As espécies florestais mais utilizadas na produção comercial de taninos são as cascas de acácia-negra (Acacia mearnsii) e o cerne do quebracho (Schinopsis sp.). Além dessas espécies, Paes et al. (2006b) citaram como grandes produtoras de tanino o Eucalyptus astringens (casca contendo de 40 a 50% de taninos), o mangue-vermelho e o mangue-branco, respectivamente Rhizophora candelaria e Rhizophora mangle (casca com 20 a 30% de taninos).

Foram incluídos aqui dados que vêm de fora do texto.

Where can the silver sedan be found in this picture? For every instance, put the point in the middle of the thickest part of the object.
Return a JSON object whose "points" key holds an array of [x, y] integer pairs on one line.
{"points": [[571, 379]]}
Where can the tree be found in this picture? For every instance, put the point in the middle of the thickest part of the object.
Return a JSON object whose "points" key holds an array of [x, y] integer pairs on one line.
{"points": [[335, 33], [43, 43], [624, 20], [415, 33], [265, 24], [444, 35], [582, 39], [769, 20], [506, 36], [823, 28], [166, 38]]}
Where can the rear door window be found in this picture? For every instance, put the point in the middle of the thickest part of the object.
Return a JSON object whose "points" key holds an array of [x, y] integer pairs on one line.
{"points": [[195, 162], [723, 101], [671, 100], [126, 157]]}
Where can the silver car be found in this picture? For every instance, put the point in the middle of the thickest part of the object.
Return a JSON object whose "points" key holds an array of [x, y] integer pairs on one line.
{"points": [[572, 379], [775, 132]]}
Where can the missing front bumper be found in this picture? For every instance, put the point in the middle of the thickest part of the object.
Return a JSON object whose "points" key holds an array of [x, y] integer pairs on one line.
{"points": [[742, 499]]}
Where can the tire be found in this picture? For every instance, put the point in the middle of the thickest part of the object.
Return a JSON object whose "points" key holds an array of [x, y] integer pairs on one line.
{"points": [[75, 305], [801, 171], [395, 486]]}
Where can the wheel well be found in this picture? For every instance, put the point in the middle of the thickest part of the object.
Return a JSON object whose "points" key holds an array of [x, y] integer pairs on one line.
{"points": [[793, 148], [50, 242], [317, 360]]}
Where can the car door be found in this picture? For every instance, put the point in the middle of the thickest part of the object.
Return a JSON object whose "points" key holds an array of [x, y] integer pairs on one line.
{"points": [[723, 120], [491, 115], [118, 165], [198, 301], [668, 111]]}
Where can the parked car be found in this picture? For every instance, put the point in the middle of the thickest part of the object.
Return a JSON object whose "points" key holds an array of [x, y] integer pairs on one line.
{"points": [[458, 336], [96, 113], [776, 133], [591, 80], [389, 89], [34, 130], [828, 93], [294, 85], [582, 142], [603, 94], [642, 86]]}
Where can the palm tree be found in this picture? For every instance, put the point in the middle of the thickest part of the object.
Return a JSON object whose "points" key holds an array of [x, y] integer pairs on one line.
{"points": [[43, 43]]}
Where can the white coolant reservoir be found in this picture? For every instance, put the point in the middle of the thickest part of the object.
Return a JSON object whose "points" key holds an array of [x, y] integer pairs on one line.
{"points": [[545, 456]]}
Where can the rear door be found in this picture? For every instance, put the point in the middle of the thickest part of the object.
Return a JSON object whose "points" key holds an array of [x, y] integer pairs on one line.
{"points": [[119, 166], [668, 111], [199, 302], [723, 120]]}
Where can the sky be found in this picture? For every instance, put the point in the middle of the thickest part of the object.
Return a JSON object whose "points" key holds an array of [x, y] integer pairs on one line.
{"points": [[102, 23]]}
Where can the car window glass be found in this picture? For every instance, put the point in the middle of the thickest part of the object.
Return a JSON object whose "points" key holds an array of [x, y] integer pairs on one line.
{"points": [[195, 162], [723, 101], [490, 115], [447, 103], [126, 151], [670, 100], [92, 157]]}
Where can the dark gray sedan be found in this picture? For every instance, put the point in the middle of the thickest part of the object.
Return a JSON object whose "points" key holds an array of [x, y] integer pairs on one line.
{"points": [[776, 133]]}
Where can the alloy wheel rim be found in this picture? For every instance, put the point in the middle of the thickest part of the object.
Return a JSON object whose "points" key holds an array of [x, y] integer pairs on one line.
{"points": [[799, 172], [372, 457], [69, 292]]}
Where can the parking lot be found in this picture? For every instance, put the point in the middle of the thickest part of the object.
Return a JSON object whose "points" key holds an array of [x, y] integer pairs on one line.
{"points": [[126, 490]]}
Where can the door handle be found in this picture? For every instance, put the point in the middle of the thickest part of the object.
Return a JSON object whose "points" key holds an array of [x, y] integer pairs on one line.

Os taninos são de grande importância no curtimento e recurtimento de peles, são utilizados pela indústria de petróleo, como agente dispersante para controlar a viscosidade de argilas na perfuração de poços (PAES et al., 2006a; TANAC S.A., 2013), sendo, também, empregados no tratamento de água de abastecimento e residuárias (SILVA, 1999; PELEGRINO, 2011; KLUMB e FARIA, 2013; TANAC S.A., 2013), na fabricação de tintas e adesivos para madeira e derivados (TRUGILHO et al., 1997) e, em virtude de suas propriedades antissépticas, vêm sendo testados contra organismos xilófagos (VITAL et al., 2001; TRUGILHO et al., 2003; COLLI et al., 2007).

As pesquisas sobre os adesivos de taninos foram iniciadas na década de 1950, na Austrália, Indonésia, Índia, Venezuela e nos Estados Unidos, porém, o crescente interesse pelo desenvolvimento de adesivos, a partir de fontes naturais, foi somente após a crise do petróleo, cuja primeira fase ocorreu em 1956 e a última no ano de 2008 (GONÇALVES e LELIS, 2001). Os taninos podem representar de 2 a 40% da massa seca da casca de várias espécies florestais.

Para Gonçalves e Lelis (2001) são importantes as pesquisas que buscam matérias-primas alternativas para a indústria de painéis, porque o custo de aquisição de adesivos sintéticos representa um componente de peso no custo total do produto. Desta forma, vêm sendo desenvolvidas várias pesquisa para o emprego dos taninos como adesivos para madeira e derivados (VÁZQUEZ et al., 2005; GONÇALVES et al., 2008; ALMEIDA et al., 2010; MOUBARIK et al., 2010; CARNEIRO et al., 2009; 2012), e em países como África do Sul, Finlândia e Nova Zelândia os taninos vegetais são empregados como matéria-prima para produção de adesivos para a indústria madeireira (CARNEIRO et al., 2009; 2012).

Neste contexto, o presente estudo teve como objetivo avaliar a qualidade dos taninos de jurema-preta (Mimosa tenuiflora (Willd.) Poir.) para a produção de adesivos tanino formaldeído em função da variação nas coletas das cascas (estação seca e chuvosa).

MATERIAL E MÉTODOS

Local de coleta e espécie estudada

As árvores de jurema-preta (Mimosa tenuiflora (Willd.) Poir.), que possuíam boa fitossanidade, foram selecionadas para o corte e retirada das cascas em uma mata nativa, na Fazenda Lameirão, de propriedade da Universidade Federal de Campina Grande (UFCG), localizada no Município de Santa Terezinha, Estado da Paraíba (Latitude S 7º, Longitude W 37º04', altitude 240 metros e clima, segundo a classificação de Köppen, semiárido do tipo Aw' quente úmido, com chuvas de verão e, ou outono), a média anual das precipitações pluviométricas em torno de 600 mm, distante 385 km de João Pessoa, Capital do Estado.

As cascas foram coletadas durante o período de estiagem e início das chuvas, ocorridos nos meses de agosto e dezembro de 2008 e, no término das chuvas e no período de estiagem, nos meses de abril e agosto de 2009, respectivamente, sendo 10 árvores amostradas por período, em parcela de 20 x 20 metros, alocadas aleatoriamente na área, totalizando 40 árvores.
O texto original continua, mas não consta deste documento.